Se celebraban con chuletas a la brasa y a mesa corrida, como las bodas. A un extremo los abuelos, con sus rollos, al otro, los chavales, dos o tres, la mayoría vecinos y mi primo, cuyas sillas quemaban y donde se pedía que llegara ya la tarta, o incluso una bula papal para ir a jugar y volver, cuando la tarta hiciera presencia, sin lavar las manos. Recuerdo poco, solo soplar con fuerza y ese instante de felicidad. Ahora hace años que pido lo mismo.

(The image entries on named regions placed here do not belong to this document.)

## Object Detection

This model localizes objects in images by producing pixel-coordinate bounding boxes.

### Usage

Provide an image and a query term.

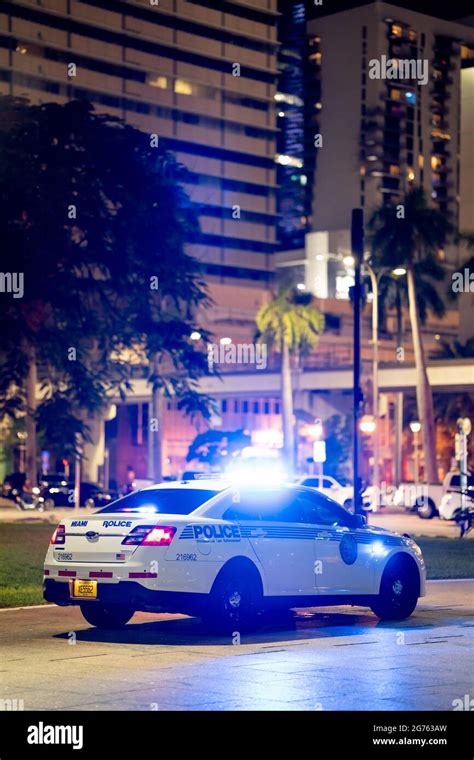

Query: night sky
[302,0,474,23]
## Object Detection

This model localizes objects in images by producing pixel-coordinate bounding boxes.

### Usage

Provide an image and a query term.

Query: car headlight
[405,538,423,557]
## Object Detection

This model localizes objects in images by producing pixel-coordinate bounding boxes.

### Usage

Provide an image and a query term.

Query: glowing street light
[359,414,377,434]
[410,420,421,485]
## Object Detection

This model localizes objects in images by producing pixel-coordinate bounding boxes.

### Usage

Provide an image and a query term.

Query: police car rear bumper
[43,578,208,614]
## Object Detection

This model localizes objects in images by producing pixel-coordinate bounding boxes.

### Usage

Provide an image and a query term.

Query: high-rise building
[275,0,320,250]
[0,0,278,286]
[280,2,474,298]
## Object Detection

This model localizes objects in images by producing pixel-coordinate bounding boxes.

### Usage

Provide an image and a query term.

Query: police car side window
[224,491,304,523]
[300,493,349,525]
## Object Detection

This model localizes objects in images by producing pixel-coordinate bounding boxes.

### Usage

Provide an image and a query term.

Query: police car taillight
[122,525,176,546]
[50,525,66,545]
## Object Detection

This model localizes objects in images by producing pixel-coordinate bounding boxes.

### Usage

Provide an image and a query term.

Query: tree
[369,188,452,482]
[256,288,324,468]
[433,337,474,359]
[0,97,209,481]
[186,430,252,468]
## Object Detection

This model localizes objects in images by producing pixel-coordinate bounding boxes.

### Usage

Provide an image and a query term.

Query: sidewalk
[0,497,97,524]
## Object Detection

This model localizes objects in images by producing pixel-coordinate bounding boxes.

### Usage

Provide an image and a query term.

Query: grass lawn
[0,523,55,607]
[416,537,474,579]
[0,523,474,607]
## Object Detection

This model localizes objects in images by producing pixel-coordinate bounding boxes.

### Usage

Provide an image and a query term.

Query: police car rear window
[99,488,219,515]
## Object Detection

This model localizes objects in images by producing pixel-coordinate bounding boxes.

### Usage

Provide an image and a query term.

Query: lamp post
[410,420,421,486]
[364,261,406,492]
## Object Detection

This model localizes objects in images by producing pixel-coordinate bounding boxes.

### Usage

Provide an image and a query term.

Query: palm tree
[368,188,452,482]
[256,287,324,468]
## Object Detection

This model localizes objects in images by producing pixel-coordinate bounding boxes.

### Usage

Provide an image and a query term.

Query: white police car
[44,480,425,633]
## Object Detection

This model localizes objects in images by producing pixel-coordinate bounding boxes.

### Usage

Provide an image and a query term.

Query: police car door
[231,488,316,596]
[305,492,375,594]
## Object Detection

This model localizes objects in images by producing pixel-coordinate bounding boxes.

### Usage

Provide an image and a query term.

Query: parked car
[43,480,426,635]
[2,472,26,501]
[41,478,120,509]
[298,475,354,510]
[393,470,474,520]
[438,484,474,520]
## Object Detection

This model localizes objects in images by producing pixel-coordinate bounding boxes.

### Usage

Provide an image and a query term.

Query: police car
[44,480,425,633]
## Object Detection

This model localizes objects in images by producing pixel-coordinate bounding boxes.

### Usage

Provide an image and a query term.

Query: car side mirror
[351,515,367,529]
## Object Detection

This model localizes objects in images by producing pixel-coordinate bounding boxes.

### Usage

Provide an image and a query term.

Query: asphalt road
[0,581,474,710]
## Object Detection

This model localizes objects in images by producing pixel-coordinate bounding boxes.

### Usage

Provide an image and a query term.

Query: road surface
[0,581,474,710]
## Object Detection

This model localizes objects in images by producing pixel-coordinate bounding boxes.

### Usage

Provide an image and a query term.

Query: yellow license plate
[71,580,97,599]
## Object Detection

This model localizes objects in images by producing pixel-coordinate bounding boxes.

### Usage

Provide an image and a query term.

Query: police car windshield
[99,488,219,515]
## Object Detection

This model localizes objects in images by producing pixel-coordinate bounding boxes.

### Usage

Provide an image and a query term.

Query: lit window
[431,129,451,140]
[274,92,304,106]
[174,79,193,95]
[147,74,168,90]
[275,153,303,169]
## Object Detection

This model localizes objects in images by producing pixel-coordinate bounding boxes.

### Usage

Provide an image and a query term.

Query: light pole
[364,261,406,493]
[410,420,421,486]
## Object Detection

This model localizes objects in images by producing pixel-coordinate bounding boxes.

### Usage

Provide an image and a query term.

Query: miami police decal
[180,525,241,544]
[339,536,357,565]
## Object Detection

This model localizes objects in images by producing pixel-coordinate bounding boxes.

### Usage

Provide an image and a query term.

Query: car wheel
[370,561,419,620]
[416,499,436,520]
[202,568,262,635]
[81,602,135,628]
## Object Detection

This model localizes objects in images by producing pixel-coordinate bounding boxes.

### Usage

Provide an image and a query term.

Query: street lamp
[364,261,406,488]
[359,414,377,434]
[410,420,421,485]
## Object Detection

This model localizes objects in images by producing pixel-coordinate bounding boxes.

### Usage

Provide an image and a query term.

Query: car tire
[201,567,262,635]
[81,602,135,629]
[370,560,419,620]
[416,499,436,520]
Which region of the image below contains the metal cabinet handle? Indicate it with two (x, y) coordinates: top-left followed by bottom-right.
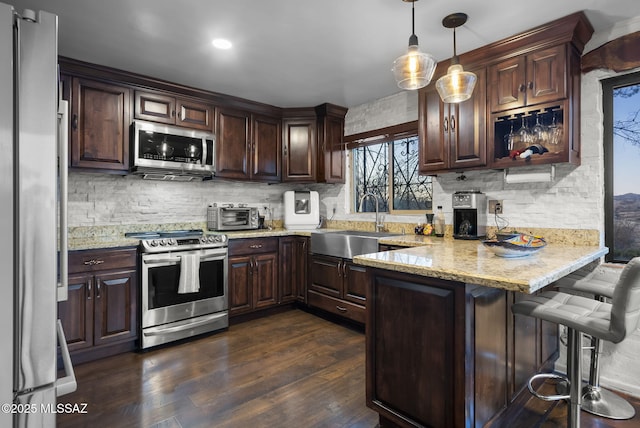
(87, 279), (93, 300)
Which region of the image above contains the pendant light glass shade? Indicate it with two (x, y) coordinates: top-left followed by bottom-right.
(391, 0), (437, 90)
(436, 13), (478, 104)
(436, 64), (478, 104)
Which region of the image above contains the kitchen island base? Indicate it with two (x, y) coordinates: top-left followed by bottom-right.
(366, 269), (558, 428)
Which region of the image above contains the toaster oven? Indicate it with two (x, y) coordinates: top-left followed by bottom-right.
(207, 204), (260, 231)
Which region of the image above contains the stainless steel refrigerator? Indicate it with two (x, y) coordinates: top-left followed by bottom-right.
(0, 3), (75, 427)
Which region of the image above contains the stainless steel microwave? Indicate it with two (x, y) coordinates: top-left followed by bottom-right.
(131, 121), (215, 180)
(207, 204), (260, 230)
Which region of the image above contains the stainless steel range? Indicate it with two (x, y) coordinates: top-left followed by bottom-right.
(134, 230), (229, 349)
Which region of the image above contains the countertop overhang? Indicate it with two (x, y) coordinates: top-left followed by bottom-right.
(353, 236), (609, 294)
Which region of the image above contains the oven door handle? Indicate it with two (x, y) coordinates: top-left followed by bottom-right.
(142, 311), (228, 336)
(142, 257), (180, 265)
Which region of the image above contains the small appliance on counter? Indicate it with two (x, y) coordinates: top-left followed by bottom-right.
(284, 190), (320, 230)
(453, 191), (487, 239)
(207, 203), (260, 231)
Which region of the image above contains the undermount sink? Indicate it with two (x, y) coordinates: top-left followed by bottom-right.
(310, 230), (398, 259)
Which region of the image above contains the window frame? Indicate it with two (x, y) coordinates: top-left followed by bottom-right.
(345, 120), (433, 215)
(601, 71), (640, 263)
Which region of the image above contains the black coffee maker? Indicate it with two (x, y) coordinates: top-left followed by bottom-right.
(453, 191), (487, 239)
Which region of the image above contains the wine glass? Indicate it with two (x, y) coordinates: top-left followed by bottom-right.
(548, 112), (563, 145)
(504, 120), (516, 152)
(514, 115), (531, 150)
(531, 113), (549, 146)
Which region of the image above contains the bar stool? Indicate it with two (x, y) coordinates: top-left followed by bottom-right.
(556, 269), (636, 419)
(511, 257), (640, 428)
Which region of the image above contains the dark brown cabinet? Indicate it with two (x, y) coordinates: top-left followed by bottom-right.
(282, 104), (347, 183)
(228, 238), (278, 316)
(316, 104), (347, 183)
(418, 68), (487, 175)
(307, 255), (368, 324)
(489, 45), (567, 113)
(69, 77), (131, 173)
(216, 108), (282, 182)
(366, 269), (558, 428)
(134, 91), (213, 132)
(58, 249), (138, 362)
(282, 115), (317, 183)
(278, 236), (309, 303)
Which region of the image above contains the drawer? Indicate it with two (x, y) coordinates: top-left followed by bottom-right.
(307, 290), (366, 324)
(229, 238), (278, 256)
(69, 248), (138, 273)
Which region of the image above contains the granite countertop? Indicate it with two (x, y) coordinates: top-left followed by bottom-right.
(353, 235), (609, 294)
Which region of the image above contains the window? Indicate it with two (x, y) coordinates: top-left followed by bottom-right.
(602, 73), (640, 262)
(347, 122), (433, 214)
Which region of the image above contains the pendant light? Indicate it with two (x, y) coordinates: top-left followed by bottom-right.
(392, 0), (436, 90)
(436, 13), (478, 103)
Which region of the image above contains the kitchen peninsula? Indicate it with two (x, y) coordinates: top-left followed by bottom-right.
(354, 239), (608, 427)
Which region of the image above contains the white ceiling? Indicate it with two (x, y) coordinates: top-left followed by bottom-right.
(10, 0), (640, 107)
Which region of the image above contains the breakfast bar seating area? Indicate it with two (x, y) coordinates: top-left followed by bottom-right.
(511, 258), (640, 428)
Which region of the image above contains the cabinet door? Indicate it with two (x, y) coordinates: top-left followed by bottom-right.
(282, 119), (316, 182)
(252, 253), (278, 309)
(445, 68), (487, 170)
(94, 269), (137, 345)
(489, 56), (526, 112)
(176, 98), (213, 132)
(58, 274), (93, 352)
(251, 116), (282, 182)
(342, 262), (369, 306)
(228, 256), (253, 315)
(216, 109), (250, 179)
(527, 45), (567, 105)
(319, 116), (345, 183)
(418, 85), (450, 175)
(71, 78), (131, 171)
(309, 255), (344, 298)
(134, 91), (176, 125)
(278, 236), (309, 303)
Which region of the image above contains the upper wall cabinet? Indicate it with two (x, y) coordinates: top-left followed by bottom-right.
(418, 12), (593, 174)
(66, 77), (131, 172)
(216, 108), (282, 182)
(135, 91), (213, 131)
(282, 112), (318, 183)
(282, 104), (347, 183)
(418, 68), (487, 175)
(489, 45), (568, 113)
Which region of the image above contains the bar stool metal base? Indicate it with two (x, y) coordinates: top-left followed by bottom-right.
(581, 385), (636, 419)
(556, 379), (636, 420)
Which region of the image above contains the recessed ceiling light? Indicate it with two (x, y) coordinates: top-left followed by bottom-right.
(211, 39), (232, 49)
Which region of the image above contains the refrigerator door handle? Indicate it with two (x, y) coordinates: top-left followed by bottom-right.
(55, 320), (78, 397)
(57, 98), (69, 302)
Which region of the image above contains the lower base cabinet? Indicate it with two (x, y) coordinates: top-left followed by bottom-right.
(366, 269), (558, 428)
(307, 255), (369, 324)
(228, 238), (278, 316)
(58, 248), (138, 363)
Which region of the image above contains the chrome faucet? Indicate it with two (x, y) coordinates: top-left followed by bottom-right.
(358, 192), (384, 232)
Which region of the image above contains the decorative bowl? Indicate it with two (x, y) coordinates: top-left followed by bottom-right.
(482, 233), (547, 258)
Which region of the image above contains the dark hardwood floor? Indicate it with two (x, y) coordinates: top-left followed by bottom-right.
(57, 310), (378, 428)
(57, 310), (640, 428)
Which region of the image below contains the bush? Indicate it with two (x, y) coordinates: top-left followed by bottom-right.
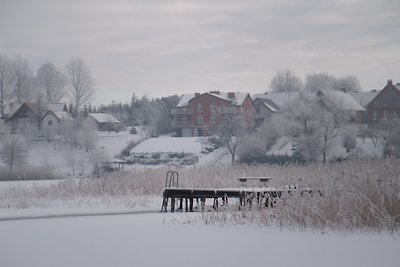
(129, 126), (137, 134)
(239, 152), (306, 166)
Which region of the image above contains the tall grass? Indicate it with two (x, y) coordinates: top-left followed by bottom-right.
(0, 159), (400, 231)
(0, 167), (60, 181)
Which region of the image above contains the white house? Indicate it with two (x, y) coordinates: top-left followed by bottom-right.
(41, 110), (72, 138)
(87, 113), (123, 131)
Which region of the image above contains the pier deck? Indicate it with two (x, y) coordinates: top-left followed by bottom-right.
(161, 187), (321, 212)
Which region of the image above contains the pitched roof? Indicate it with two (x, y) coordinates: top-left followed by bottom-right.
(317, 90), (365, 111)
(88, 113), (121, 123)
(42, 110), (72, 121)
(350, 90), (380, 108)
(176, 94), (195, 108)
(176, 92), (248, 107)
(9, 102), (40, 120)
(254, 98), (279, 112)
(253, 92), (300, 109)
(47, 103), (68, 111)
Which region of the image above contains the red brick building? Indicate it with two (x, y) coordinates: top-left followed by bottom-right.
(367, 80), (400, 125)
(171, 92), (255, 136)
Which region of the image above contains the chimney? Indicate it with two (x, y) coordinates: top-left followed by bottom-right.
(8, 101), (16, 116)
(83, 105), (89, 118)
(228, 92), (235, 99)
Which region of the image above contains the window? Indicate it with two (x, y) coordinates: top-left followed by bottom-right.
(197, 115), (203, 124)
(392, 110), (397, 120)
(210, 103), (215, 113)
(372, 110), (378, 121)
(210, 115), (215, 124)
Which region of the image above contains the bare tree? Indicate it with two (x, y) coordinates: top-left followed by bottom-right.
(334, 75), (361, 92)
(304, 73), (336, 92)
(208, 114), (254, 165)
(0, 55), (11, 118)
(269, 70), (303, 93)
(285, 95), (348, 163)
(65, 57), (94, 111)
(0, 134), (28, 171)
(36, 63), (67, 103)
(12, 56), (34, 103)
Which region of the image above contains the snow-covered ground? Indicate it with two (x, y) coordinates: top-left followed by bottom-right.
(0, 213), (400, 267)
(27, 127), (145, 175)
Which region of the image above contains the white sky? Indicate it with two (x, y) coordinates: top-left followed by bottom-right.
(0, 0), (400, 104)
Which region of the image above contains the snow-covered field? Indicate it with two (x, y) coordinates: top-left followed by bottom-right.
(27, 127), (145, 176)
(0, 213), (400, 267)
(0, 132), (400, 267)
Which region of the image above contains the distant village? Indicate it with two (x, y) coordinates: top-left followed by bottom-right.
(0, 56), (400, 170)
(2, 80), (400, 139)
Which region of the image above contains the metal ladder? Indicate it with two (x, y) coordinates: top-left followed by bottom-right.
(161, 171), (179, 212)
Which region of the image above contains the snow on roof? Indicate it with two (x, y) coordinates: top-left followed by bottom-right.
(320, 90), (365, 111)
(51, 111), (72, 121)
(88, 113), (121, 123)
(217, 92), (248, 106)
(258, 98), (279, 112)
(176, 92), (248, 107)
(176, 94), (195, 107)
(47, 103), (66, 111)
(253, 92), (300, 109)
(350, 90), (380, 108)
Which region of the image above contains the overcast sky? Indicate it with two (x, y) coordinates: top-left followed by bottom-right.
(0, 0), (400, 104)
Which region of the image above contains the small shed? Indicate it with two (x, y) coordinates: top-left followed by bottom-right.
(41, 110), (72, 138)
(87, 113), (123, 132)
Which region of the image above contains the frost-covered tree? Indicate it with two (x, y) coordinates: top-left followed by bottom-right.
(36, 63), (67, 103)
(269, 70), (303, 93)
(11, 56), (34, 103)
(0, 55), (12, 118)
(89, 149), (111, 176)
(283, 95), (347, 162)
(208, 114), (254, 165)
(333, 75), (361, 92)
(0, 134), (28, 171)
(342, 129), (357, 153)
(65, 57), (94, 111)
(304, 73), (336, 92)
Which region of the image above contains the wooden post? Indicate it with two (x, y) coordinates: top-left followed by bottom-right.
(201, 197), (206, 211)
(179, 198), (183, 211)
(189, 197), (193, 212)
(171, 197), (175, 212)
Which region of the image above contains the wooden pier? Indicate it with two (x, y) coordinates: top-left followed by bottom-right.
(161, 171), (322, 212)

Este año el cumple de mi hija ha diluviado. Hay quien llegó tarde, no se pudo hacer la guerra de globos, ni lo de pasarse agua con barreños, y hasta hubo que posponer el piscineo. Se nos olvidó sacar las pajitas y hasta las servilletas. Un poco más y hasta nos dejamos los regalos. Sin embargo, si le preguntas para ella todo fue perfecto. Apenas recuerdo una camiseta con el nueve de Hugo Sánchez, un balón,… defendería ante jurado que los míos también fueron grandes eventos.
Dice Iñigo Domínguez que hay algo así como una corriente subterránea que viene de los anteriores veranos, y reaparece para conectarte con ellos. Es entonces cuando te preguntas cómo has podido cambiar tanto, dejar de hacer cosas o incluso olvidarlas, como simplemente caminar descalzo o jugar sin tiempo. Ayer hicimos una foto todos juntos, yo creo que fue para recordar que lo imperfecto es, a veces, lo más perfecto que tenemos. Y que además hay que celebrarlo cada año.